This book talk is part of the FT Weekend Oxford Literary Festival 2015, the Oxford Martin School is the Festival Ideas Partner
Three authors with recent books on Africa discuss the future of the continent and answer questions from the audience under the watchful eye of the director of the Oxford Martin School, Professor Ian Goldin.
Martin Meredith, Jonny Steinberg and Tom Burgis will discuss what the future holds for African states. How can the continent deal with failing government and corruption and with war and a constant flow of refugees? How far is Africa a victim of its past, and is there a new financial colonialism holding it back? What can the rest of the world do to help Africa to grow and prosper in peace?
This panel event is one of a series of roundtable talks and audience question time hosted by the Oxford Martin School.
Please note this is a ticketed event and the tickets for this event are £12 and available from the Festival website: http://www.wegottickets.com/oxfordliteraryfestival/event/306191
About the speakers
Ian Goldin is the Director of the Oxford Martin School and Professor of Globalisation and Development at the University of Oxford. From 1996 to 2001 he was Chief Executive and Managing Director of the Development Bank of Southern Africa and served as an advisor to President Nelson Mandela. He succeeded in transforming the Bank to become the leading agent of development in the 14 countries of Southern Africa. During this period, Goldin served on several Government committees and Boards, and was Finance Director for South Africa's Olympic Bid.
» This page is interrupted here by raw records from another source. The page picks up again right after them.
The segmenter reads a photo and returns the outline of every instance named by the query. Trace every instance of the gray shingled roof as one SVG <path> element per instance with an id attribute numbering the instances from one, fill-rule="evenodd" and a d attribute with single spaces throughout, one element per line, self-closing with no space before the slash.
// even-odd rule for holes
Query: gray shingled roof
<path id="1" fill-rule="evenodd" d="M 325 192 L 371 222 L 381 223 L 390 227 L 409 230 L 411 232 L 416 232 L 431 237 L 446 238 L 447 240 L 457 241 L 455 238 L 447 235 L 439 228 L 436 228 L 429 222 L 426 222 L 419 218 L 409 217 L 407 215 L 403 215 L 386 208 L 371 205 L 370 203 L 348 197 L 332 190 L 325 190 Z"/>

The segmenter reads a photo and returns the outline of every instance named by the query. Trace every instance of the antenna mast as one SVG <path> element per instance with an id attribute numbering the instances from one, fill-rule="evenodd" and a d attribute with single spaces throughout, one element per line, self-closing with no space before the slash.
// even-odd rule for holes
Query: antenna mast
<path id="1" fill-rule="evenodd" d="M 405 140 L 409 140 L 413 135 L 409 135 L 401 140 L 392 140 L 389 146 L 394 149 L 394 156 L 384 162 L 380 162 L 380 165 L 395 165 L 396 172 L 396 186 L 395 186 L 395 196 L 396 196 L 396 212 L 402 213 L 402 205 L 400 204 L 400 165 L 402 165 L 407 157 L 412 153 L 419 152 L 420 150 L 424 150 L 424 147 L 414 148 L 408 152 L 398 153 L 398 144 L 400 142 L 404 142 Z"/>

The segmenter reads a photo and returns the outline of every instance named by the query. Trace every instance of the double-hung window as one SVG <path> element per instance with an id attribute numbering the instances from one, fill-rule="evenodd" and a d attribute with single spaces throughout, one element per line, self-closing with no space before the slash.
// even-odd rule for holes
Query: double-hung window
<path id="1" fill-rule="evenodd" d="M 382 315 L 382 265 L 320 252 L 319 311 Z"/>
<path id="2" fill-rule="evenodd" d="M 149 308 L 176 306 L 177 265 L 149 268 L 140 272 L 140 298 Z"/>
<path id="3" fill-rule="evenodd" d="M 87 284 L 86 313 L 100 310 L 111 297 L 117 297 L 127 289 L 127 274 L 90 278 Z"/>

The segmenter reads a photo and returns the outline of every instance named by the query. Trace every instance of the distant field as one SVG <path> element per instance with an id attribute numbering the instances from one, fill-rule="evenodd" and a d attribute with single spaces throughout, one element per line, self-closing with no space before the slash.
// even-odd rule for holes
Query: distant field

Martin Meredith is a journalist, biographer and historian who has written extensively about Africa and its history. His recent book is The Fortunes of Africa: A 5,000-year History of Wealth, Greed and Endeavour. He is also author of Diamonds, Gold and War, The State of Africa, Mugabe, Coming to Terms and Mandela: A Biography.
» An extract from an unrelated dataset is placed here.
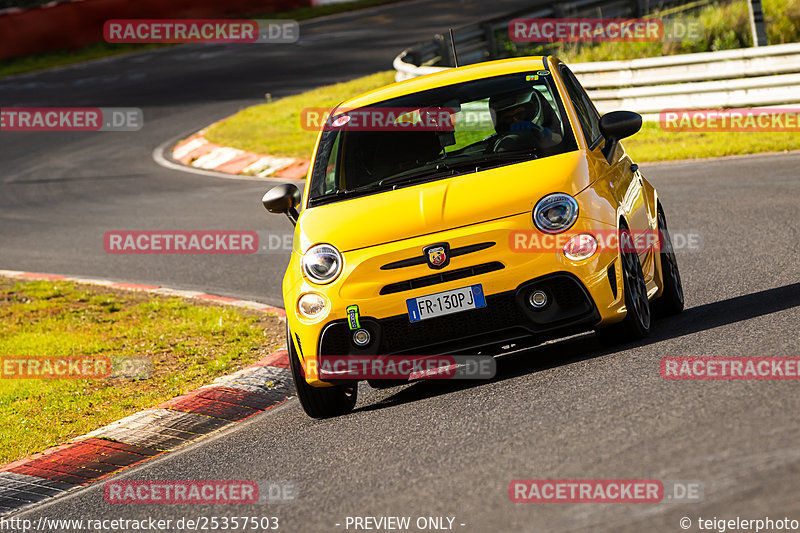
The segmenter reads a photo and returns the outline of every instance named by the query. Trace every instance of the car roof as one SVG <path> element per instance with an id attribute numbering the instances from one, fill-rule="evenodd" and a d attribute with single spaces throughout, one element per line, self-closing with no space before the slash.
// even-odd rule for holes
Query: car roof
<path id="1" fill-rule="evenodd" d="M 480 78 L 489 78 L 492 76 L 502 76 L 503 74 L 513 74 L 514 72 L 524 72 L 526 70 L 536 72 L 545 68 L 545 57 L 546 56 L 516 57 L 451 68 L 442 72 L 419 76 L 369 91 L 343 102 L 341 107 L 354 109 L 376 102 L 382 102 L 390 98 L 396 98 L 398 96 L 404 96 L 406 94 L 425 91 L 436 87 L 443 87 L 445 85 L 452 85 Z"/>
Jonny Steinberg was born and brought up in South Africa and is a lecturer in African studies and criminology at the University of Oxford. He is author of Midlands and The Number, both winners of South Africa’s premier non-fiction prize and the Sunday Times Alan Paton Prize. His latest book, A Man of Good Hope, tells the incredible story of one man who lost everything in the Somali civil war but who showed astonishing character to make his way in the world.
Tom Burgis is a journalist for the Financial Times and former west Africa correspondent. He is author of The Looting Machine, How the Oil and Mining Business Has Cursed Africa, in which he delves deep below the surface to show how Africa is exploited by the multinationals.